The 1990s saw a surge in educational anthropology that examined the role educational institutions play in promoting social justice and began to adopt activist, engaged stances in their work. This has led to educational ethnographies that take on participatory action research and other collaborative methodologies to address the reification of inequity within schooling. In tandem with this shift, more research has examined minority and multilingual education, shifting toward culturally sustaining, relevant, and responsive pedagogies. These pedagogical considerations persist into the present day.

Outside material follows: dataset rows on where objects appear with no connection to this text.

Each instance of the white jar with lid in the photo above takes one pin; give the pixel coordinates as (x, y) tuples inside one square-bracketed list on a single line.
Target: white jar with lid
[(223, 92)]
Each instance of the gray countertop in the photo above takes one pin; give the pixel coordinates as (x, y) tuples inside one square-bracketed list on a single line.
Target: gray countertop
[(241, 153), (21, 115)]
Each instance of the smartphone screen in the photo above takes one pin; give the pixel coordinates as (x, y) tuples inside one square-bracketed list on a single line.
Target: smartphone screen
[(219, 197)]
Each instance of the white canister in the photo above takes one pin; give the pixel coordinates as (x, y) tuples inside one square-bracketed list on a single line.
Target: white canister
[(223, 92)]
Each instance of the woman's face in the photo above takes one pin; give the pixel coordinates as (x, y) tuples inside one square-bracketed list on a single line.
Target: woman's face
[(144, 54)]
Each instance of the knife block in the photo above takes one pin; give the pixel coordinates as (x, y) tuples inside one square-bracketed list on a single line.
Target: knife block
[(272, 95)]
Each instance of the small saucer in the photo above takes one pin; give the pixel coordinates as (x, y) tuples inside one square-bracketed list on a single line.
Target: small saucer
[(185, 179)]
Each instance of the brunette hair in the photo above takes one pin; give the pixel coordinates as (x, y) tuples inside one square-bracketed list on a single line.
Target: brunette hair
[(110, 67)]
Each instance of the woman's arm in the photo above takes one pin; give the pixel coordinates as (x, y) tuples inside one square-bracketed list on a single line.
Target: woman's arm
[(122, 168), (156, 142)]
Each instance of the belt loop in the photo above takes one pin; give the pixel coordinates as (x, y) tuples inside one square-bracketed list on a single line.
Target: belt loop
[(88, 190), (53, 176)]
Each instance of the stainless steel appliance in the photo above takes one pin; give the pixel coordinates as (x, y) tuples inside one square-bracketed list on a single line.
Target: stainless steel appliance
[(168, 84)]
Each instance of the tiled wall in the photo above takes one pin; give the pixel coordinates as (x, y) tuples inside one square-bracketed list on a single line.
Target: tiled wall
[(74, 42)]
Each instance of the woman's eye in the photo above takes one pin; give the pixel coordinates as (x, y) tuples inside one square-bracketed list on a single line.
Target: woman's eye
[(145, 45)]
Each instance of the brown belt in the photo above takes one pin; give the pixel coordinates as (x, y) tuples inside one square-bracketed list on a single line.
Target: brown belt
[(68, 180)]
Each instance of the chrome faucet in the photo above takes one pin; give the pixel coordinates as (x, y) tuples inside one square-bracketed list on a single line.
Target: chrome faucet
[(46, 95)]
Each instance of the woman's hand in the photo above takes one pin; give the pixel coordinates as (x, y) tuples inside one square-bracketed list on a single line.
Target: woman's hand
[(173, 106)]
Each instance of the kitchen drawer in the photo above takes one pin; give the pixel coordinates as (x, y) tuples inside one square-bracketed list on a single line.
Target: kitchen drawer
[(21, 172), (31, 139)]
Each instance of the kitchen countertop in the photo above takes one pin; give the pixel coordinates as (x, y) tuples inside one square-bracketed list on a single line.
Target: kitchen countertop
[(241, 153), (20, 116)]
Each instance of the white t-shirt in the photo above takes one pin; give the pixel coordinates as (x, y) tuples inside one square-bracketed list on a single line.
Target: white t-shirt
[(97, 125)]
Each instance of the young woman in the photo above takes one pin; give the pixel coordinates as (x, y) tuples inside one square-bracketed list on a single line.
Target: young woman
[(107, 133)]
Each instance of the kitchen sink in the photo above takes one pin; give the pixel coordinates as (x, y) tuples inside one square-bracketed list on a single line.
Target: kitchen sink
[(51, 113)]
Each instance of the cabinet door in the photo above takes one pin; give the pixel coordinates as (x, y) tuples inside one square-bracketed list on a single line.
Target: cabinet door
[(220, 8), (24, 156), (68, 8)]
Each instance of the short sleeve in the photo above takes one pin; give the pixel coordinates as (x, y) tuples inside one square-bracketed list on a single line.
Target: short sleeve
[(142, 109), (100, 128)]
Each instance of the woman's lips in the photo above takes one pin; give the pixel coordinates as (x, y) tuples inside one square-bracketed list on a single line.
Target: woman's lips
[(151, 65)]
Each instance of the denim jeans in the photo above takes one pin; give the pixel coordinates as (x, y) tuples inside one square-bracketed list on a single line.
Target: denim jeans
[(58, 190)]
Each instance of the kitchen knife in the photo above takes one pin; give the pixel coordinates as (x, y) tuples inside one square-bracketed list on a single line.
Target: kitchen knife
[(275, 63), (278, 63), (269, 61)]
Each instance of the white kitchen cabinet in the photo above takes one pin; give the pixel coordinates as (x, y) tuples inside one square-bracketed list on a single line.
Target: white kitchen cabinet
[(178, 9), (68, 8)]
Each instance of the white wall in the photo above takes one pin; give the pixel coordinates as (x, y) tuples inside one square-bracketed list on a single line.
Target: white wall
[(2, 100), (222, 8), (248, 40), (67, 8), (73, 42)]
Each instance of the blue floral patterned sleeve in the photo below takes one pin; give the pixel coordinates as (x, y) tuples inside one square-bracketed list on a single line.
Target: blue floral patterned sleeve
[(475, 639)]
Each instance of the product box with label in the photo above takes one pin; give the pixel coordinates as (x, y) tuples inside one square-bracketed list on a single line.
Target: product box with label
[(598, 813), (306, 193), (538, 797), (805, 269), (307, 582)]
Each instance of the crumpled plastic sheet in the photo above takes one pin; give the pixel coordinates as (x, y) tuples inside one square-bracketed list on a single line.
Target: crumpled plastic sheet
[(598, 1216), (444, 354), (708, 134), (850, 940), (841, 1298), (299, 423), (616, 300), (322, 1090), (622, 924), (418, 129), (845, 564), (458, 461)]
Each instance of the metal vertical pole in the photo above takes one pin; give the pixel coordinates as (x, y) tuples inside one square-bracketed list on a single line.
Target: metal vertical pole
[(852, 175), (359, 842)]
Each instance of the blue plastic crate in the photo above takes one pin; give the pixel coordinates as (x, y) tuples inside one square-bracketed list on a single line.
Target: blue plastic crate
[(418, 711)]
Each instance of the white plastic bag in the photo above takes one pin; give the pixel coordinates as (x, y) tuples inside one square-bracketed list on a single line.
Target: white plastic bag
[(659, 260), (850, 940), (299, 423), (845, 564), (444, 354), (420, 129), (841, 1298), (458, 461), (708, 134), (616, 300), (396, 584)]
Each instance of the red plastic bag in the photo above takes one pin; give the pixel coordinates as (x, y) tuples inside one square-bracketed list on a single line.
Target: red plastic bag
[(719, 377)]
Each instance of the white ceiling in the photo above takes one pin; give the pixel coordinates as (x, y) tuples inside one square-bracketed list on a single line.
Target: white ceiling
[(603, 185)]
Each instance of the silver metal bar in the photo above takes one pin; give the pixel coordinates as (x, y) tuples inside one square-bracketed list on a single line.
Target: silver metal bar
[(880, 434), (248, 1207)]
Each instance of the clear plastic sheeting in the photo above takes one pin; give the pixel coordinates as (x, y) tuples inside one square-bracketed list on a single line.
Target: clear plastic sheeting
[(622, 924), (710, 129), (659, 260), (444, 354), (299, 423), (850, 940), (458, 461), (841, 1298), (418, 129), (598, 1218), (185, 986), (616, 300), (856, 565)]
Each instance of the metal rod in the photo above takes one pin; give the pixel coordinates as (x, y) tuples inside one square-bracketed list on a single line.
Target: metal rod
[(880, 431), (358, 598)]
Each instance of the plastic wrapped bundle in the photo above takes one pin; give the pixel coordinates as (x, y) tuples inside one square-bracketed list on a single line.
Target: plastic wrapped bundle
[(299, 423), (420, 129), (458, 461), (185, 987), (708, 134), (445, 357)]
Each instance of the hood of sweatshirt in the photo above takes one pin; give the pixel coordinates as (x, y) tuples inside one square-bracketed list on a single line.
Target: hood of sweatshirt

== Council on Anthropology and Education (CAE) ==
The Council on Anthropology and Education is the section of the American Anthropological Association (AAA) that is dedicated to the study of schooling within its sociocultural contexts. Founded in 1968, the CAE presents its mission as necessarily responsive to oppression and social injustice in ways that bring together educators, anthropologists, and interdisciplinary scholars to fight for equitable educational systems. Their peer-reviewed journal, Anthropology & Education Quarterly (AEQ), is one of the 15 journals the AAA makes available through AnthroSource. There are 15 interest groups within CAE:

- Ethnography of Schools and Communities
- Multilingualism, (Multi)Literacies and Language in Schools and Communities
- Anthropology of Post-Secondary Education
- Cultural Learning and Transmission
- African Americans, African Diaspora and Education
- Latin@s/x and Education
- Indigenous Education
- Asians, Pacific Islanders, and Asian Americans in Education
- Gender and Sexuality in Schools and Society
- International Issues, (Im)migration, Transnationalism and Citizenship in Educational Contexts
- Disability Studies in Education
- Privatization, Markets, and (Post-)Neoliberalism in Educational Contexts
- Anthropology of Environmental and Science Education
- Ethnography of Educational Policies and Systems
- Adult Teaching and Learning Communities, Workplaces, and Schools

Additionally, 7 annual awards are offered each year by CAE:

- George and Louise Spindler Award
- Concha Delgado Gaitán CAE Presidential Fellows Award
- Douglas Foley Early Career Award
- CAE Outstanding Book Award
- Frederick Erikson Outstanding Dissertation Award
- Shirley Brice Health Travel Award
- CAE Studies in Educational Ethnography Travel Award

== Journals ==
Prominent journals in the field include Anthropology & Education Quarterly, Education & Culture, the Ethnography and Education Journal, and Pedagogy, Culture, and Society.